718 Broadway
Tuesday – Sunday through December 30, $30-$50
velvetunderground-experience.com
The front cover of Michael Leigh’s 1963 paperback, The Velvet Underground, declares, “Here is an incredible book. It will shock and amaze you. But as a documentary on the sexual corruption of our age, it is a must for every thinking adult.” Fittingly, one of the most influential bands in music history took its name from that tome, one of many facts one can learn at “The Velvet Underground Experience,” a pop-up exhibit continuing in Greenwich Village through December 30. From 1964 to 1970, the Velvet Underground released four studio albums that ultimately helped change the face of rock and roll and thoroughly situated music amid the avant-garde art world. The exhibition consists of hundreds of photographs (by Fred W. McDarrah, Stephen Shore, Nat Finkelstein, Billy Name, and others), archival footage, six new short nonfiction films, and biographical stations dedicated to each band member — Lou Reed, John Cale, Sterling Morrison, Maureen Tucker, Angus MacLise, Nico, Doug Yule, and Walter Powers — in addition to others who played a role in the band’s development, including Andy Warhol, Edie Sedgwick, Danny Williams, Gerard Malanga, Candy Darling, Piero Heliczer, Jonas Mekas, Barbara Rubin, La Monte Young, and Allen Ginsberg. Allan Rothschild’s twelve-minute film goes back and forth between the childhoods of Reed and Cale, revealing fascinating similarities and differences (for example, they were born merely a week apart in March 1942), and Reed’s younger sister, Merrill Reed Weiner, shares intimate details about her brother’s psychological issues. Véronique Jacquinet’s ten-minute work traces the rise of Christa Päffgen, better known as Nico.
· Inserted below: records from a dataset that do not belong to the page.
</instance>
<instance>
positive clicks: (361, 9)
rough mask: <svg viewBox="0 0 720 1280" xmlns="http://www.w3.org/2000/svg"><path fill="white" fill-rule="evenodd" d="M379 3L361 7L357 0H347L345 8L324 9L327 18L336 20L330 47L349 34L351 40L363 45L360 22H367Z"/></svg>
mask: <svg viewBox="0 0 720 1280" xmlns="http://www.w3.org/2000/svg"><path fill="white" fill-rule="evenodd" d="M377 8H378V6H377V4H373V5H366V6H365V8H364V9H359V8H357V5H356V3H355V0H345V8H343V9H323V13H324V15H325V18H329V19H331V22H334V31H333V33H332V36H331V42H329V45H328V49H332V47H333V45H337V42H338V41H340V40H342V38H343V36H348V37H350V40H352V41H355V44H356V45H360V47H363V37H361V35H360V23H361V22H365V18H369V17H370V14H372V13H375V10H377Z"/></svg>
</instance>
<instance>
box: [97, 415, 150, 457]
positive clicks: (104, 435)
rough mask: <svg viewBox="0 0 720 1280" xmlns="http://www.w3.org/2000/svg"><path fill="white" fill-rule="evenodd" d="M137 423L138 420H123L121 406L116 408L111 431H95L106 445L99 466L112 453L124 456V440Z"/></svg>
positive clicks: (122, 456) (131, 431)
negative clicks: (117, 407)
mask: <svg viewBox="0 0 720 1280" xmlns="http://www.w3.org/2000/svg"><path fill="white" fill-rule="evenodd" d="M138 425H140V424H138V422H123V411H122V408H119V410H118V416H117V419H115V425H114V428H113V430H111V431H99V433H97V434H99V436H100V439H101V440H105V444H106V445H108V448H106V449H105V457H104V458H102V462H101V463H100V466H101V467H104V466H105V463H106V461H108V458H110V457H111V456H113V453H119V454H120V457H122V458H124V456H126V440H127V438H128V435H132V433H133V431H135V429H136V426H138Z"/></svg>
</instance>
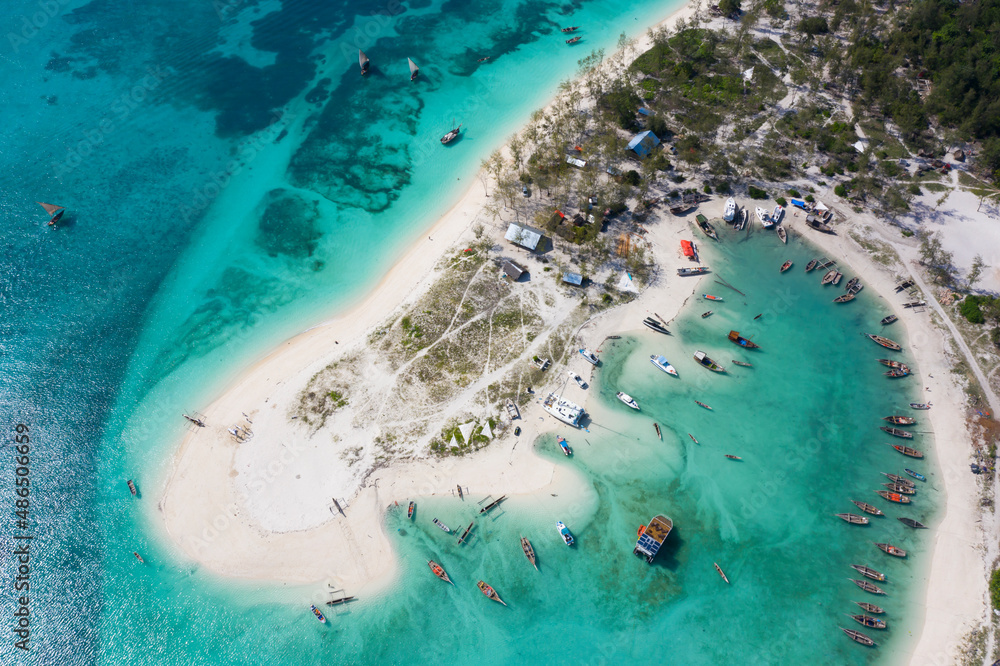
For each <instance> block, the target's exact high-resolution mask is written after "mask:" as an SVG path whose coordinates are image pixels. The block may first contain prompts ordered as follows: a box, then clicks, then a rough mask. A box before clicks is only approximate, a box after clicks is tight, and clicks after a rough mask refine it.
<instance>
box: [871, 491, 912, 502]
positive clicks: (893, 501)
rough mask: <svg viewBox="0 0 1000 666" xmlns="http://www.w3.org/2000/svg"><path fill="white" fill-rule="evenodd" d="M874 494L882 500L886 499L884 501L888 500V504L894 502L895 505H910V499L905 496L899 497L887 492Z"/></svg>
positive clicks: (883, 491) (896, 493) (889, 492)
mask: <svg viewBox="0 0 1000 666" xmlns="http://www.w3.org/2000/svg"><path fill="white" fill-rule="evenodd" d="M875 492H876V493H877V494H878V495H880V496H881V497H882V498H883V499H886V500H888V501H890V502H895V503H896V504H909V503H910V498H909V497H907V496H906V495H901V494H899V493H894V492H890V491H888V490H876V491H875Z"/></svg>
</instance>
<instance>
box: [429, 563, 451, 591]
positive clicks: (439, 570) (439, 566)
mask: <svg viewBox="0 0 1000 666" xmlns="http://www.w3.org/2000/svg"><path fill="white" fill-rule="evenodd" d="M427 566H429V567H430V568H431V571H433V572H434V575H435V576H437V577H438V578H440V579H441V580H443V581H444V582H446V583H451V584H452V585H454V583H452V582H451V578H448V572H446V571H445V570H444V567H442V566H441V565H440V564H438V563H437V562H435V561H434V560H427Z"/></svg>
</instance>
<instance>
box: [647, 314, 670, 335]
mask: <svg viewBox="0 0 1000 666" xmlns="http://www.w3.org/2000/svg"><path fill="white" fill-rule="evenodd" d="M642 323H643V324H644V325H645V326H646V327H647V328H651V329H653V330H654V331H656V332H657V333H664V334H666V335H670V331H668V330H667V328H666V326H664V325H663V324H661V323H660V322H658V321H656V320H655V319H653V318H652V317H646V318H645V319H643V320H642Z"/></svg>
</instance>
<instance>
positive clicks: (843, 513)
mask: <svg viewBox="0 0 1000 666" xmlns="http://www.w3.org/2000/svg"><path fill="white" fill-rule="evenodd" d="M833 515H835V516H837V517H838V518H840V519H841V520H844V521H847V522H848V523H850V524H851V525H867V524H868V519H867V518H866V517H864V516H859V515H857V514H855V513H835V514H833Z"/></svg>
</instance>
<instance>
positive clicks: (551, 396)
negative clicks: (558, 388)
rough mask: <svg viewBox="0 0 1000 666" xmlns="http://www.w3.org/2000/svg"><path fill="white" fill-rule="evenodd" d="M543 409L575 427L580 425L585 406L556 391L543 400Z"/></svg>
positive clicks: (557, 417) (563, 422)
mask: <svg viewBox="0 0 1000 666" xmlns="http://www.w3.org/2000/svg"><path fill="white" fill-rule="evenodd" d="M542 409H544V410H545V411H547V412H548V413H549V414H551V415H552V416H554V417H556V418H557V419H559V420H560V421H562V422H563V423H565V424H567V425H571V426H573V427H574V428H579V427H580V418H581V417H583V414H584V412H583V407H581V406H580V405H578V404H576V403H575V402H570V401H569V400H567V399H565V398H563V397H562V396H561V395H558V394H556V393H550V394H549V395H548V396H547V397H546V398H545V400H544V401H543V402H542Z"/></svg>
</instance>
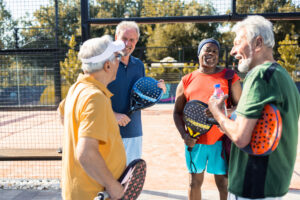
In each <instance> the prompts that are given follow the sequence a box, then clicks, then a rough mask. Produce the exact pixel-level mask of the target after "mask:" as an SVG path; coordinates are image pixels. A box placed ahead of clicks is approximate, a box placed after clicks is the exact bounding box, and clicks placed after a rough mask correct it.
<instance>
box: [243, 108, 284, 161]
mask: <svg viewBox="0 0 300 200" xmlns="http://www.w3.org/2000/svg"><path fill="white" fill-rule="evenodd" d="M281 133H282V119H281V116H280V112H279V110H278V109H277V108H276V107H275V105H273V104H267V105H266V106H265V107H264V109H263V111H262V116H261V118H259V120H258V121H257V123H256V126H255V128H254V130H253V133H252V137H251V141H250V143H249V144H248V145H247V146H246V147H245V148H243V149H242V150H243V151H245V152H247V153H249V154H251V155H260V156H265V155H269V154H270V153H271V152H273V151H274V150H275V149H276V147H277V146H278V143H279V140H280V138H281Z"/></svg>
Curated by Christian Fevret, and Carole Mirabello and designed by Matali Crasset, the exhibition is centered by a tentlike structure where visitors can lie down on silver mattresses and watch projections of rare, short films surrounding the band’s debut album, The Velvet Underground & Nico, aka the Banana Album, and the live show known as the Exploding Plastic Inevitable. Warhol’s screen tests of the band run continuously on one wall. Tony C. Janelli and Robert Pietri’s animated short, The Velvet Underground Played at My High School, is a fun film about the band’s first gig at Summit High School in New Jersey in December 1965 (opening for the Myddle Class), which did not exactly go over so well, save for its impact on one fifteen-year-old student. Downstairs is a look at what Greenwich Village was like in the 1960s and 1970s, with clips of Nico, Cale, and Reed’s acoustic reunion show in 1972 in Le Bataclan, a split-screen tribute to Rubin by Mekas, and experimental works from the Film-Makers’ Cooperative, including Rubin’s X-rated art-porn favorite, Christmas on Earth. (There is also a lower level where talks are held on Tuesday nights and concerts on Thursday evenings.) And of course, there’s the music, with multiple versions of such songs as “I’m Waiting for the Man,” “Venus in Furs,” “Femme Fatale,” “Heroin,” and “Sweet Jane” (from the group’s four main albums, The Velvet Underground & Nico, White Light/White Heat, The Velvet Underground, and Loaded) echoing through the space. “The Velvet Underground Experience” is not an exhaustive study of the band, and it does have a lot of peripheral material in the New York City section, probably because the show was originally presented in Paris, but it is still a treat for VU devotees and those curious about a seminal moment in the history of music.